I love the first line of Maureen Dowd's column the other day about former CIA director George Tenet. Poor Slam Dunk, she began.
And poor me. Too long I delayed, and when I finally called E&R wine shop in Portland today to see about attending tonight's Louis/Dressner Selections tasting, I was denied. There's a wait list, I'm told. No chance even joining it.
But what's this? An email in my in box? Who could it be? Would you believe...Joe Dressner at the World Cup cafe in NW Portland (next to Hot Lips pizza!), and he's sought me out.
Is he psychic? Is he from the government? What's the difference?
Now, Joe was a charter reader of this web log two years back. But he hasn't been around for a while. We've missed him, but we haven't given up hope that someday he'd return.

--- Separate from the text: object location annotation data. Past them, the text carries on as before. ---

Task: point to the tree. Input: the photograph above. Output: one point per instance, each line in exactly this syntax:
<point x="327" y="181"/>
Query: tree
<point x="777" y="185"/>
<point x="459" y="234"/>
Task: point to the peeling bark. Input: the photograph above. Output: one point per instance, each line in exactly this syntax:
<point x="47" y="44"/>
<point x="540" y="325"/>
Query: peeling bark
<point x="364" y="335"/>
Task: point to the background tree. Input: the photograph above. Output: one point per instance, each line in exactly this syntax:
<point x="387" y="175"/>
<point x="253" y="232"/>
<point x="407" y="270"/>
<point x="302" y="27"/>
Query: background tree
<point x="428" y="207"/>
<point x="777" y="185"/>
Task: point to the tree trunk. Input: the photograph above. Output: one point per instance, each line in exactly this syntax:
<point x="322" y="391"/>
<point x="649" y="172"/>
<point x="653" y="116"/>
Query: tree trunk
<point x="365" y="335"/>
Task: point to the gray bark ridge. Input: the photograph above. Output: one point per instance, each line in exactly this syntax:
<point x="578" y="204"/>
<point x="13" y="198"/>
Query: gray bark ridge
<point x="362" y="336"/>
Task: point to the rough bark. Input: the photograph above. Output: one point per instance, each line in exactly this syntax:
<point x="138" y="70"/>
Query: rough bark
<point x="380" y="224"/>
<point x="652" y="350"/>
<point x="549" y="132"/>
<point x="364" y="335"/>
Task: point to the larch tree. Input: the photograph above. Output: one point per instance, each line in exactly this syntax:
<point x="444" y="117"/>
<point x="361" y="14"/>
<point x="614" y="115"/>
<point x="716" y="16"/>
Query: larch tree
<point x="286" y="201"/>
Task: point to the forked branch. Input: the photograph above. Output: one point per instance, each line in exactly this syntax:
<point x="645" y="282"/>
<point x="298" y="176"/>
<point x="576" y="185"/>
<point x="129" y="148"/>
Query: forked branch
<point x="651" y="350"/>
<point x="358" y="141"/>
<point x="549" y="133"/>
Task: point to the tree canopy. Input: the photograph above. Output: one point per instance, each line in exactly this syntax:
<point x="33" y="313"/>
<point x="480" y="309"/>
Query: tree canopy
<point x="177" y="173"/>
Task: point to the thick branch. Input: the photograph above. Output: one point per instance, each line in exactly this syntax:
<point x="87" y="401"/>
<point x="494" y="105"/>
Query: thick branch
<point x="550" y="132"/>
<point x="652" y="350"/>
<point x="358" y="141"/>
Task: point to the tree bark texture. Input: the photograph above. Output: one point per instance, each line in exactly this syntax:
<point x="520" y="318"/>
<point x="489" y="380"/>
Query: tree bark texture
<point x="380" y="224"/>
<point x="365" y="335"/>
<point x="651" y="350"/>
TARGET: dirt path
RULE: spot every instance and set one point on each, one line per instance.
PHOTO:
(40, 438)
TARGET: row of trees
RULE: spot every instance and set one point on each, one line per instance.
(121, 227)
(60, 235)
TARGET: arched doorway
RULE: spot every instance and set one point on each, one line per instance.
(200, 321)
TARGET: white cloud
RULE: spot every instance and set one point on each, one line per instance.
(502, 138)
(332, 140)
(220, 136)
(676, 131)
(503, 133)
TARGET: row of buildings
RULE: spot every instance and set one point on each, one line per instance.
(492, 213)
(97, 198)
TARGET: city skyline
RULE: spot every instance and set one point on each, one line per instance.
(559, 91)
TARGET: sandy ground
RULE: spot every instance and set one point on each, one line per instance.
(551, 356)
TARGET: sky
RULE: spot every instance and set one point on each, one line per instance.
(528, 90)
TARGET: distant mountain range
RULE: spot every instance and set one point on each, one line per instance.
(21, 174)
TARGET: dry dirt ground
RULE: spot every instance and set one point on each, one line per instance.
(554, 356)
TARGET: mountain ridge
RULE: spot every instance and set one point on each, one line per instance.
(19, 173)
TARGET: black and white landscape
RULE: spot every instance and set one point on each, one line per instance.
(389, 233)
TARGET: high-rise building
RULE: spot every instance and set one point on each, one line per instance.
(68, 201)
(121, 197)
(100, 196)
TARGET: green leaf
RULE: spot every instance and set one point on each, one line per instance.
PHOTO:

Sure, my email inbox isn't this controversial, hard hitting vanity site. It's a mirror all its own, but I'll take it. I feel I'm on the cusp of something special.
I reply to Joe detailing my plight. The long nights blogging, the many mugs of World Cup coffee. I simply forgot to RSVP for his tasting. How could I be so stupid? Now there's a waiting list and, try as I might, I can't even join a waiting list for that.
Maybe Joe will get the hint. Maybe he'll plead for my presence. His reply arrives, ending with a cryptic "xsee you soon."
What does it mean? Am I in? Does he think I'm someone else? Should I crash the tasting? Should I follow him around all night? After all, I would like to talk to him about our sedimentary Oregon soils, which he's remarked about in the past. I'm sure he's excited about that.
No, this doesn't feel right, and I don't do anything but ride the slow bus home and open a bottle of fine, aged Australian Shiraz.
No kidding, the 2000 Frankland Estate Isolation Ridge Shiraz, vinted according to the label in the Frankland River region of Western Australia.
And just when this day couldn't get any stranger, this is delicious, satisfying, even compelling fading ruby colored wine.
The fragrance is peppery with a charred earth note that speaks of France more than anything. Then there's a subtle eucalyptus aroma mixed in with ripe but not overt red fruit. In the mouth, it's more austere, even lean in the middle but moderately long with a mixture of fresh and aged flavors.
This isn't Barossa Shiraz, candied and artificially tart. This is honest, cool climate syrah that's really satisfying, even if it doesn't make me forget the collection of Dressner wines I'm missing at this very moment.
Oh well, maybe next time. Of course, that's what I said last year when my ticket to the Real Wine Invasion went sadly unused.
Joe, is it too early to book my spot for 2008?